ChatGPT for Medical Advice: New Study Raises Serious Concerns

16

A recent study published in Nature casts doubt on the reliability of using ChatGPT for medical guidance, despite its widespread use. More than 230 million people weekly consult the AI chatbot for health-related questions, ranging from simple allergy checks to managing symptoms. However, researchers found that ChatGPT Health routinely underestimates the urgency of serious medical emergencies, sometimes advising patients to wait instead of seeking immediate care.

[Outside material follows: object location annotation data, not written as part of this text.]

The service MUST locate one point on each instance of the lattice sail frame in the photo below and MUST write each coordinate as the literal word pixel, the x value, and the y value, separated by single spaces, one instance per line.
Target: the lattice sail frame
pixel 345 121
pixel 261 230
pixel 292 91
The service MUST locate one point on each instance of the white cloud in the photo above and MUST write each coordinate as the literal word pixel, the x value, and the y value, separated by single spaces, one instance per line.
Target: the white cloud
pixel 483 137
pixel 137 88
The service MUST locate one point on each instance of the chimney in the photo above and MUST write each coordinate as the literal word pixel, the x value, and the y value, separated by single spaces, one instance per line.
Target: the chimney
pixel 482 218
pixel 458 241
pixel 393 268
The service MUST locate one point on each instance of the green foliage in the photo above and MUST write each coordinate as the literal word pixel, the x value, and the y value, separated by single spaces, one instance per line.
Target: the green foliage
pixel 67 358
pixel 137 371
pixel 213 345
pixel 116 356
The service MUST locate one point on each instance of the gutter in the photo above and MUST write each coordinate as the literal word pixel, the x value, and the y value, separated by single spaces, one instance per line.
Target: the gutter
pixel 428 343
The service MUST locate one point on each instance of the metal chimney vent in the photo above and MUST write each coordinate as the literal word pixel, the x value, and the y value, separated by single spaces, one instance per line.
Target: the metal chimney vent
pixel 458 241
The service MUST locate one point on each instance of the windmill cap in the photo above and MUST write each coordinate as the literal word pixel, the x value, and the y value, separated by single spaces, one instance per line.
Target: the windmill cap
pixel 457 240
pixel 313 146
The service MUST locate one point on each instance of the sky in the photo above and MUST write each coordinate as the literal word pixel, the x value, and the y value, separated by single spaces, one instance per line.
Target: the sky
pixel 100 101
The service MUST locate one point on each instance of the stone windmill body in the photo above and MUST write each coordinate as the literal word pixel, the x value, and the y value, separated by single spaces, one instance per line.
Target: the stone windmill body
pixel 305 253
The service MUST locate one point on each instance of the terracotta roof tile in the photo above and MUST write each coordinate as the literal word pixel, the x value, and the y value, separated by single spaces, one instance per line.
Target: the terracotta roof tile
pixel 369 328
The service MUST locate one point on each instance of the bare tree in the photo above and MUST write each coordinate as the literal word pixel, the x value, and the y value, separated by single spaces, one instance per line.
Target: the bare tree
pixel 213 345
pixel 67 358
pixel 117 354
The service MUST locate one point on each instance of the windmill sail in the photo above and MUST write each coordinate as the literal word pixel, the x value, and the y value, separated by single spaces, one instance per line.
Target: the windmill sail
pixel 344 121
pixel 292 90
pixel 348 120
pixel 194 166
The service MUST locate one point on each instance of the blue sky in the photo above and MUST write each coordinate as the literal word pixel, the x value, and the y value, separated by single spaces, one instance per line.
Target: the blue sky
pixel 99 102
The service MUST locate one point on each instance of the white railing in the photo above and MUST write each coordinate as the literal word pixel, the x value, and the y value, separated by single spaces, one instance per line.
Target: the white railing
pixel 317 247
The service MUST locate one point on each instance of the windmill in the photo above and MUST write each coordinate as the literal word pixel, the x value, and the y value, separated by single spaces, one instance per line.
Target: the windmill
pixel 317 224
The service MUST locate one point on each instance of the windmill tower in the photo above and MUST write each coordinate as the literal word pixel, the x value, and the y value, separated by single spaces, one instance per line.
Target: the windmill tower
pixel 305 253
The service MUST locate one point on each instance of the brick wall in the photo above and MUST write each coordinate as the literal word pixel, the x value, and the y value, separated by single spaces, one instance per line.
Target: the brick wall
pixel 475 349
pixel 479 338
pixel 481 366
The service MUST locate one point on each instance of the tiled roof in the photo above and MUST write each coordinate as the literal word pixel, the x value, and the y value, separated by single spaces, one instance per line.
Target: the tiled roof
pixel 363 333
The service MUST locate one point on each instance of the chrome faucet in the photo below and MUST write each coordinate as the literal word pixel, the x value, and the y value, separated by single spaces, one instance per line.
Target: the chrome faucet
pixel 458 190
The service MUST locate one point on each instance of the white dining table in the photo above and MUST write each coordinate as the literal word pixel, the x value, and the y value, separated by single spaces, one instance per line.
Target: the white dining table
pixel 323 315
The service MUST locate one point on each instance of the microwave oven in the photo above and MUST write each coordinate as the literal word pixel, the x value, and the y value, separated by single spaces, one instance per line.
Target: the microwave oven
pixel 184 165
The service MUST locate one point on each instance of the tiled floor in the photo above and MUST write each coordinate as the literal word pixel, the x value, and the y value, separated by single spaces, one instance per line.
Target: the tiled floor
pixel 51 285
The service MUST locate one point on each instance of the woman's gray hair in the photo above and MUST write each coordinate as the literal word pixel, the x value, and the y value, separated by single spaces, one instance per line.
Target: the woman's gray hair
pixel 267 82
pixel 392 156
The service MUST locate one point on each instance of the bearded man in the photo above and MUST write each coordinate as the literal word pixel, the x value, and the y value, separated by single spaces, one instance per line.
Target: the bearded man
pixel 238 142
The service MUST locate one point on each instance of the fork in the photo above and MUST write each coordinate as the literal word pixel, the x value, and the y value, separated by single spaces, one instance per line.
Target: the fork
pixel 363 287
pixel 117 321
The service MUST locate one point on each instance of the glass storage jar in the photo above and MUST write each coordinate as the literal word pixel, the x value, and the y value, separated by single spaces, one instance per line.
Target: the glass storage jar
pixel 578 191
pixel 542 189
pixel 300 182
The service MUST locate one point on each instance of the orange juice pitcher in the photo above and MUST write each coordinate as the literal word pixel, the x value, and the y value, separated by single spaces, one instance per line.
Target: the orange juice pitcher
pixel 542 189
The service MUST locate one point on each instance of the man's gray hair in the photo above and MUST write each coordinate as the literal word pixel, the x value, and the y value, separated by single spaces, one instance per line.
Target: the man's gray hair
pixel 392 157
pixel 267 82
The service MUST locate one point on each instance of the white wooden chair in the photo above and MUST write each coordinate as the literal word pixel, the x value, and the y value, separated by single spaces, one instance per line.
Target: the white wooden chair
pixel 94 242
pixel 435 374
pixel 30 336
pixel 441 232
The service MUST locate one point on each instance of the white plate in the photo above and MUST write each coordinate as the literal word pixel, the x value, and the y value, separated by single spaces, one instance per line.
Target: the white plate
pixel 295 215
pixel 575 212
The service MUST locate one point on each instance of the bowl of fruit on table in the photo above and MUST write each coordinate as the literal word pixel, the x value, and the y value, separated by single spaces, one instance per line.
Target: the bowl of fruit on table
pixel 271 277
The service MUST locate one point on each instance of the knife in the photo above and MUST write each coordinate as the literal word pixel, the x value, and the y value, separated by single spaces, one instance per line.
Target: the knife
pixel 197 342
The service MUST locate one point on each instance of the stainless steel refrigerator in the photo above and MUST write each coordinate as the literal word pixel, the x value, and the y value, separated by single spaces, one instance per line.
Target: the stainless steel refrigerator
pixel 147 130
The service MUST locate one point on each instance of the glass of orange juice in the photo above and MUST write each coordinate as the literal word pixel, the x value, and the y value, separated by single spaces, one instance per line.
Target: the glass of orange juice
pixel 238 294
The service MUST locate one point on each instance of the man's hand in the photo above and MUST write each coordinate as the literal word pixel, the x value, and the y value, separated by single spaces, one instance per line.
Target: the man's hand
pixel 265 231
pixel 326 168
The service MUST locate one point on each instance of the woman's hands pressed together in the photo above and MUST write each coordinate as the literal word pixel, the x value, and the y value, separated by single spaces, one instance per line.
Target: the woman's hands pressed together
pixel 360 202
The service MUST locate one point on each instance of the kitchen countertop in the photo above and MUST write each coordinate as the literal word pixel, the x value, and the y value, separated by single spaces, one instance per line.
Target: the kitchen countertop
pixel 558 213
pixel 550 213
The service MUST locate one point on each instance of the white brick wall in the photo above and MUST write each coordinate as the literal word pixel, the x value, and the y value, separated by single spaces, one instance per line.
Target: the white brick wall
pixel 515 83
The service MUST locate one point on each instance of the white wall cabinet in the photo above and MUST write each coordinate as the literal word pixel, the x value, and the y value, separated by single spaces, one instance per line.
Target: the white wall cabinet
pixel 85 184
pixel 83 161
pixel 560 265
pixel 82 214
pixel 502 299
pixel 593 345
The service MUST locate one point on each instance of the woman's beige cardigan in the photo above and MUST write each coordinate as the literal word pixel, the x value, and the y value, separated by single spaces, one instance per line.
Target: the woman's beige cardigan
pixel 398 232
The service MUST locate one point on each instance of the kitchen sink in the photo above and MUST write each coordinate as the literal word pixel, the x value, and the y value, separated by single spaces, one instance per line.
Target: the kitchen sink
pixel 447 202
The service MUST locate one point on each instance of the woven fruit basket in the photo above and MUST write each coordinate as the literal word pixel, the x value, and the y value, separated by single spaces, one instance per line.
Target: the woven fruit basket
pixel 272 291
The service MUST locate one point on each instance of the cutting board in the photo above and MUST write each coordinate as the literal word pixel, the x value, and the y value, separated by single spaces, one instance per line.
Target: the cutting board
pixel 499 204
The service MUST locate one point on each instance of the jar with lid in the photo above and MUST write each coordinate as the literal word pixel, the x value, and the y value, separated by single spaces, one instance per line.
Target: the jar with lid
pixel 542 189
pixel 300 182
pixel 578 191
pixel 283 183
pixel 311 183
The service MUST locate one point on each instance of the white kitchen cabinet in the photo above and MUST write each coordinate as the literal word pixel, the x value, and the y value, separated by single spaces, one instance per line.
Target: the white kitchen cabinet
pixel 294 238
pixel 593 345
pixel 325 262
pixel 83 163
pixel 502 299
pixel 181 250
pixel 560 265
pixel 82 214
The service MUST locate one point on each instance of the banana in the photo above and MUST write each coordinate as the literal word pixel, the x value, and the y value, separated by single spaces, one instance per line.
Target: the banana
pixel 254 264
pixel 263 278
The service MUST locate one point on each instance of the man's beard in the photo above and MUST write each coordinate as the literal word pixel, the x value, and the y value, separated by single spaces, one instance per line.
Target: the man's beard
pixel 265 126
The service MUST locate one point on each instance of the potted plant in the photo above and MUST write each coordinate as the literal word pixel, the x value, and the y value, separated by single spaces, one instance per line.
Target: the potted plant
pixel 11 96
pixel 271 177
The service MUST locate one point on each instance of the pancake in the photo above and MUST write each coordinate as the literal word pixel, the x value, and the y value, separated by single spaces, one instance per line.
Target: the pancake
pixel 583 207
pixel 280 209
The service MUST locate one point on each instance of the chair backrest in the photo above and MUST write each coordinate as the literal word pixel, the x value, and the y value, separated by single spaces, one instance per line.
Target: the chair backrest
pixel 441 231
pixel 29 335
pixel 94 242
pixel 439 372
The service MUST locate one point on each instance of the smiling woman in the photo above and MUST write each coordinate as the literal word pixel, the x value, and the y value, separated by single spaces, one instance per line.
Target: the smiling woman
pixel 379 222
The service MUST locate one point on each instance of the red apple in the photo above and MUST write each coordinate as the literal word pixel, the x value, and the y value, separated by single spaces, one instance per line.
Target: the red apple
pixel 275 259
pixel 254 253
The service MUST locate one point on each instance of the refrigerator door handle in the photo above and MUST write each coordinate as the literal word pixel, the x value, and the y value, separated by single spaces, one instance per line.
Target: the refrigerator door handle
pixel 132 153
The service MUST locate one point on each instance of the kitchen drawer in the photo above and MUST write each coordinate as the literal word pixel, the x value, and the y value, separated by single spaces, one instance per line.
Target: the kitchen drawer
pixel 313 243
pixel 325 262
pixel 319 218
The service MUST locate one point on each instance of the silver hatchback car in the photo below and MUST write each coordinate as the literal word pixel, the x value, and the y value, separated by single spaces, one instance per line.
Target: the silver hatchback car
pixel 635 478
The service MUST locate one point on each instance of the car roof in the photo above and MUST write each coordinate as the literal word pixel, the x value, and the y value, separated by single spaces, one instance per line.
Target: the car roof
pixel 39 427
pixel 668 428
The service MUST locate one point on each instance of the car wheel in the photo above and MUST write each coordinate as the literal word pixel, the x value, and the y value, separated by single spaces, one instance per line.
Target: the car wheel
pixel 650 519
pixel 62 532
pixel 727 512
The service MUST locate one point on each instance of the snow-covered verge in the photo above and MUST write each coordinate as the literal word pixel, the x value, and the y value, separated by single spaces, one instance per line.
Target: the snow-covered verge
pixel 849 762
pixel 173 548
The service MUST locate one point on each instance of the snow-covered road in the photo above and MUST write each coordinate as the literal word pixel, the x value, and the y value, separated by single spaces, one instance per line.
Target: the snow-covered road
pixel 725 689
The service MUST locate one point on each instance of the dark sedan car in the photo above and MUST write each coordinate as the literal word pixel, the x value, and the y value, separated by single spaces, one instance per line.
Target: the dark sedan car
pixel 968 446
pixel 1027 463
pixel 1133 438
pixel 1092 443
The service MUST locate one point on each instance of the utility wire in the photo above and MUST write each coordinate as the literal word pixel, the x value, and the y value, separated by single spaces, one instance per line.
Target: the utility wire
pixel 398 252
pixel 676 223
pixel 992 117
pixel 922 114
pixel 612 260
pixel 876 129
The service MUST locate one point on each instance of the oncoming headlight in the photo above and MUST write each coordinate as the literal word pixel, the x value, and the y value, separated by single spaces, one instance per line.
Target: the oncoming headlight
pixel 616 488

Emergency Care Misdiagnosis

The study, led by Ashwin Ramaswamy at Mount Sinai in New York, assessed ChatGPT Health’s ability to correctly identify emergency situations across 60 clinical scenarios in 21 medical specialties. While the AI performed well in obvious cases like stroke or severe allergic reactions, it failed to advise emergency care in over half of the genuinely critical cases.

One example highlighted in the research involved an asthma scenario where ChatGPT correctly identified early signs of respiratory failure but still recommended waiting before seeking treatment. This demonstrates a dangerous flaw: the tool struggles when medical danger isn’t immediately apparent.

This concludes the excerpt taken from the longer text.